In 2004 Rabow and colleagues published results of a relatively small cluster randomised controlled trial (n=90) studying the effects of specialist palliative care on patients with (n=30, 33%) and without cancer who were cared for in hospital outpatient clinics.32 The results were obtained after six months, so this study reported long term effects. The care team consisted of many different professions (physicians, nurse, social worker, chaplain, pharmacist, psychologist, art therapist, volunteer coordinator) and provided recommendations on study entry in the middle and the end of the trial. Problematically, results were reported with the number of randomised patients (50 in the intervention group and 40 in the control group), even though considerable dropout was reported after 12 months (table F in the appendix). Also problematic, no P values or standard deviations were reported at six months and are unavailable because of death of the author and loss of the original data. We could not therefore include this trial in the meta-analysis for the primary outcome (quality of life).
In 2008, Gade and colleagues published results of the biggest trial included in our review.30 As in the study of Rabow and colleagues32 this multicentre randomised controlled trial included patients with (159/512, 31%) and without cancer, but in contrast, included only inpatients. Here, the specialist palliative care team was also able to provide care from four professions (physician, nurse, social worker, chaplain). Key outcomes were obtained two weeks after discharge from the hospital. At this time, dropout was 29% (81/280) in the intervention group and 19% (46/237) in the control group, mainly because of a larger number of deaths in the intervention group. This might impede intention to treat analysis but was mainly due to premature death of the patients (median survival between 30 and 36 days in the two groups). Overall survival (that is, during admission to hospital and discharge) did not differ significantly.
Temel and colleagues carried out a randomised controlled trial with 151 outpatients with lung cancer who received early palliative care provided by a specialist team (only two professions: physician and nurse) on a regular basis (intervention) or at the request of the oncology team (control).3845 They also reported significant dropout at 12 weeks (17/77 (22%) in the intervention group and 27/74 (36%) in the control group), when the primary endpoint was assessed. The main analysis of the study was based on complete cases. The authors stated that “last observation carried forward” was used to deal with missing data in a sensitivity analysis and Temel and colleagues assume that this may lead to underestimation of the intervention’s true effect.
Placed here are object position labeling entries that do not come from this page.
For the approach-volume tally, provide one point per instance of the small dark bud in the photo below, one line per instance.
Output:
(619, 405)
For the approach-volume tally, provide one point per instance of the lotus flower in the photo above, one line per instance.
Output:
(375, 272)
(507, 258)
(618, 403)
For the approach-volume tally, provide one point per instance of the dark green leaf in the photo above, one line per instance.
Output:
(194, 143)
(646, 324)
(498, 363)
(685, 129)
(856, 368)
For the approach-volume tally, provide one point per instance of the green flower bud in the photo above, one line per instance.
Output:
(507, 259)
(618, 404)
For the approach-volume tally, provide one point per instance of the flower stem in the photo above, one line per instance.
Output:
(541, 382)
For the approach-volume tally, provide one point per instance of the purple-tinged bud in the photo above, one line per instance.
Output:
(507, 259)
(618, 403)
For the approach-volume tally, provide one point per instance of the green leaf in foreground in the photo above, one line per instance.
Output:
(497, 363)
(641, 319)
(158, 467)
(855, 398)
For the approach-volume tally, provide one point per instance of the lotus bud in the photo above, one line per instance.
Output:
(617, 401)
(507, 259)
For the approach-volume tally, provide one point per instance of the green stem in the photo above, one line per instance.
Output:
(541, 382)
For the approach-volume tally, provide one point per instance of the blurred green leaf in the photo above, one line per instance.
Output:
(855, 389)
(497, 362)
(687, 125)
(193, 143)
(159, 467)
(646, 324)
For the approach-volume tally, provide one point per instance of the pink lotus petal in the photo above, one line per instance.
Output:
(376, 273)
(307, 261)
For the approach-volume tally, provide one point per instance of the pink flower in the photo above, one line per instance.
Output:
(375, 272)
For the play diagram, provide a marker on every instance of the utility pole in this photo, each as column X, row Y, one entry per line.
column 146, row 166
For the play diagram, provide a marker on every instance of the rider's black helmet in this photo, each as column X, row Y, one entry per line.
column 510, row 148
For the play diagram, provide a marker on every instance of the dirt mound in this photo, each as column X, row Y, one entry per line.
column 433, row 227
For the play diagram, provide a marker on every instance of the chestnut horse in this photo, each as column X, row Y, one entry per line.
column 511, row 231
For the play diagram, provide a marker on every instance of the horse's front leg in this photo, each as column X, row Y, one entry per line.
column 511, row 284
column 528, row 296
Though this method is widely criticised,46 it could still provide a conservative approach in a deteriorating population.47
The 2010 study by Cheung and colleagues29 differed considerably from other included studies. Some of the study characteristics not only make it difficult to compare the findings to other studies but are also problematic from the methodological view. In this randomised controlled trial, patients in the intensive care unit were included if the duty intensivist deemed it appropriate that a “do not resuscitate” order be written for the patient. In the intervention group, patients were seen by a specialist palliative care team (nurse, physician, registrar). Only 20 patients were randomised, and most (16) died in hospital. It is unclear how many of them had cancer. Quality of life measures were not obtained (we did not include this study in meta-analysis of our primary outcome), but other outcomes were recorded on death or discharge. Despite the small study sample and the short duration of the trial (at least two days), data were unavailable for 11 of the 20 patients. Still, the authors attempted intention to treat analysis without providing information about how they dealt with missing data.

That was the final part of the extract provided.